School-to-school and district-to-district, prom rules vary based on regional custom and need. But there are some prom rules that seem to be close to universal. Most are pretty common sense, but it’s better to get an idea of what you’ll encounter before you get too far into your planning process. If your first prom is coming up, here are some restrictions and regulations you might expect.
- Prom tickets or bids may only be available for purchase to members of certain academic classes, usually juniors and seniors.
- Some schools restrict guests to students attending their school only, although most allow outside guests.
- Do not bring any illegal substances of any kind to prom. Don’t plan to spike the punch, spend the evening in the bathroom making bad choices, or buy, sell, or use drugs or alcohol during prom hours.
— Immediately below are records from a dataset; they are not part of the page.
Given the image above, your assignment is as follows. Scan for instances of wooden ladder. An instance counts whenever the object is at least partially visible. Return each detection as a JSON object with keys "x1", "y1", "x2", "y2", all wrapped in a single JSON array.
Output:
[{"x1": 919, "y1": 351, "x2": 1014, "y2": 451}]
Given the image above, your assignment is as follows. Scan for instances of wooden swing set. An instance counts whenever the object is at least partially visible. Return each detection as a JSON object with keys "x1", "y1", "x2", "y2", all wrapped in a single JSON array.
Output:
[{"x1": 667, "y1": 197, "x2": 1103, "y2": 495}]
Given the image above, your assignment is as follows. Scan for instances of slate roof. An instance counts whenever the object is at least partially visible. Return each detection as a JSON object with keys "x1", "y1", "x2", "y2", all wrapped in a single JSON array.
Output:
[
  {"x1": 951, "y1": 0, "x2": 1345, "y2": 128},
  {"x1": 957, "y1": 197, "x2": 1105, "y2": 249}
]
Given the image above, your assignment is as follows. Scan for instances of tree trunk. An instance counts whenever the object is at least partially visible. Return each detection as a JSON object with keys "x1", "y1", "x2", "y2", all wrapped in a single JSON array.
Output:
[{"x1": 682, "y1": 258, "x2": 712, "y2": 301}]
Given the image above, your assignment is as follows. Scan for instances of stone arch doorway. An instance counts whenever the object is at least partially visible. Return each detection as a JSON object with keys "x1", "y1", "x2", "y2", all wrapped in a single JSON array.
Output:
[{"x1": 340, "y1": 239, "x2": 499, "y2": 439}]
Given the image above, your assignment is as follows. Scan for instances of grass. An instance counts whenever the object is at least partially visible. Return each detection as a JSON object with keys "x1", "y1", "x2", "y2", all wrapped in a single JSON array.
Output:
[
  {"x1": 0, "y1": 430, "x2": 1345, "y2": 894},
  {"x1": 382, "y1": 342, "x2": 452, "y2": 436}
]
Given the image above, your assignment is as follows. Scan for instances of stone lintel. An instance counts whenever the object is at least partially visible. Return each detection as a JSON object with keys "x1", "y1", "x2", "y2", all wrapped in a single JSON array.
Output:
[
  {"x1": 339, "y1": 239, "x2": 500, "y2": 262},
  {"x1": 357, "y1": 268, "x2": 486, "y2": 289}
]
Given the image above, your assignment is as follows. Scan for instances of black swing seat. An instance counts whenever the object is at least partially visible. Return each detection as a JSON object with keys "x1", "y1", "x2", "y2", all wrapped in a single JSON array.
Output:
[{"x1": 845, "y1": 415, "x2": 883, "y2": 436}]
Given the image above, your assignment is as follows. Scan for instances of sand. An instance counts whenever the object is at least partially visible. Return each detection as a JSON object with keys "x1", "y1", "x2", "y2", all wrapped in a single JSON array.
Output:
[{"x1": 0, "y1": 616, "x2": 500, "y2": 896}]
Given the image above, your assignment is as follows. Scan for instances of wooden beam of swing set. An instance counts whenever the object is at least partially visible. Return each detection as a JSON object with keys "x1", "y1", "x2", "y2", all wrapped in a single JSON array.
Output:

Most schools consider prom an extension of normal school activities and engaging in these behaviors can result in the same consequences as doing them on school grounds.
- Once you arrive, you may not leave and come back again. Schools are clearly avoiding students leaving the venue, committing any violation, then returning to the event, especially in an altered state.
- Many schools have no refund policies, especially if you are expelled from prom for breaking another rule.
- Dress codes vary widely from school to school but almost always include a requirement for dressing in a semi-formal or formal manner, at a level of modesty appropriate to a high school event, and free from any defaming or inappropriate symbolism or writing.
- While schools cannot necessarily control what you do before or after prom, many issue strong recommendations to parents about avoiding liability in rented limousines or transportation as well as at pre- and post-prom parties by providing present, authoritative monitoring (i.e. chaperones). Parents are also reminded that providing alcohol to minors, even at home, is illegal. Parents can be held legally liable and can be fined or imprisoned for sanctioning underage consumption of controlled substances.
Again, there are many rules that are school-specific, but these are among the most common. Parents would be wise to use them as talking points in coaching acceptable behavior at proms to help students make wise life choices and avoid serious consequences of poor ones.